Amacrine and bipolar cells were evaluated in vertical sections in addition to whole mounts. For this, retinas were fixed and embedded in 4% agarose, and 30–50-μm sections were cut on a vibratome. The sections were incubated with appropriate amounts of primary antibody overnight at RT and with the secondary antibodies for several hours. After counterstaining with TOPRO-3, the sections were mounted and evaluated under the confocal microscope essentially as described above.

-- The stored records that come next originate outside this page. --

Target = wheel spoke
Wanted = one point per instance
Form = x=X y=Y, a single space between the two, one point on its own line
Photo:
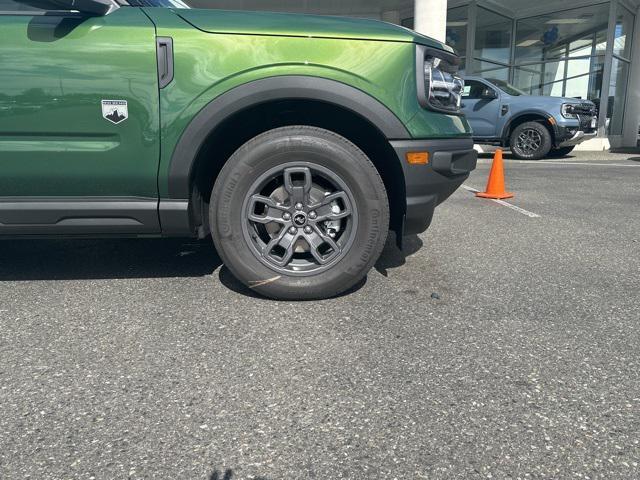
x=326 y=210
x=286 y=241
x=317 y=239
x=298 y=191
x=273 y=211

All cell counting and measurement was performed by an investigator ignorant of the results of optic nerve scoring (see below) and vice versa. Full resolution pictures of the whole-mount retina were assembled from individual pictures in Photoshop 7. No image processing was performed on the individual images. These montages were used for archiving the results, counting cells, and generating lower resolution figures. The complete resolution montage was covered with a counting grid of 22 × 22 squares of 20,164 pixels² corresponding to 18.225 × 10⁻³ mm² on the original micrograph. The numbers of SMI32-, melanopsin-, or ChAT-positive cells and the TOPRO-3–stained total cell nuclei were counted per grid square. Cell nuclei on the edge of the square were included if the nucleolus was visible. Endothelial cell nuclei were easily recognizable by their elongated shape and were not counted. The raw counts were converted into cells/millimeter² and rendered as a two-dimensional density map by a routine written in Matlab 6.5.

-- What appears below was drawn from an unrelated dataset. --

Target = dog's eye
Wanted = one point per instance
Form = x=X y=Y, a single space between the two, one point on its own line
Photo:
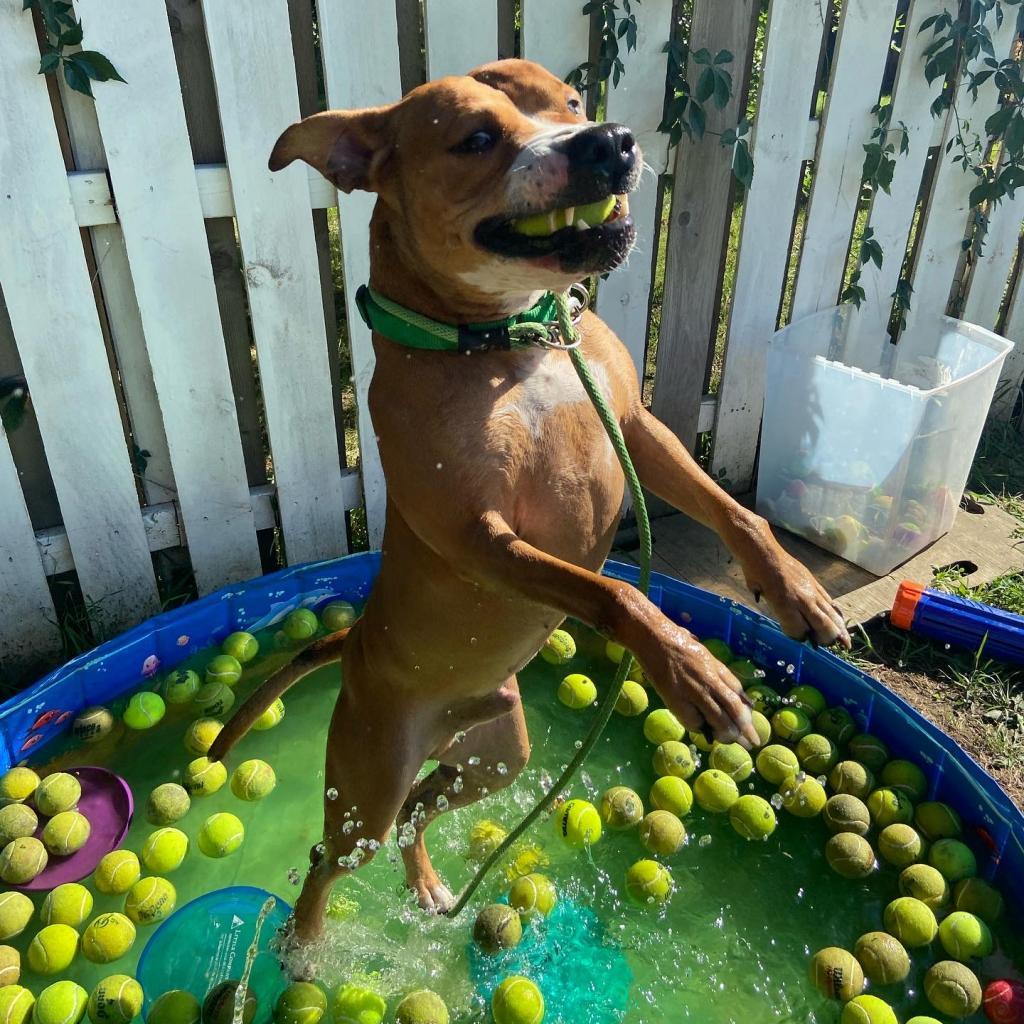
x=478 y=141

The DAPI-stained whole mounts were assembled in the same fashion. Cell bodies in the GCL were counted using a grid at a finer resolution (36 × 36 squares of 20,164 pixels², corresponding to 7.744 × 10⁻³ mm²) and processed as in the previous paragraph. Mean diameters of immunostained cells were determined from the assembled whole mounts or from vertical sections. The widest diameter was measured on digital micrographs using SigmaScan (Jandel Scientific). The measurements were tested for differences by analysis of variance, using the appropriate Matlab routines.

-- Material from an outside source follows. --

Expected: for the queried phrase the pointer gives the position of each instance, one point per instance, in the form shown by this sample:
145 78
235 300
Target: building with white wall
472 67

For quantification of cell populations, most of our studies used direct counting of the stained cell populations of retinal surface. In addition, an independent estimate of the overall severity of ganglion cell degeneration could be obtained by optic nerve staining. This method does not convey topographic differences in ganglion cell degeneration, but the values provide a link to previous work and a simple summary of the degeneration's overall severity. In brief, optic nerves were fixed overnight in situ, dissected free, embedded in plastic, and sectioned. Sick and dying axons were differentiated from healthy axons using staining with paraphenylenediamine, which accumulates in sick and dying axons (Anderson et al., 2005; Libby et al., 2005c). These sections were graded by two and sometimes three independent, blinded observers, using an explicit grading scale to determine the level of glaucomatous damage for each eye (Libby et al., 2005a). It divided the continuum of glaucomatous damage into three components: mild, moderate, and severe. Mild nerves were judged to have no glaucomatous axonal damage and are classified as unaffected. Moderate nerves were judged to have between 5 and 50% of the axons damaged or lost. Severe nerves were judged to have >50% axonal damage and/or loss.

We wish to thank Richard Smith and Larry Wilson for excellent assistance.

S.W.M. John and R.H. Masland are investigators of the Howard Hughes Medical Institute. R.H. Masland is a Senior Investigator of Research to Prevent Blindness.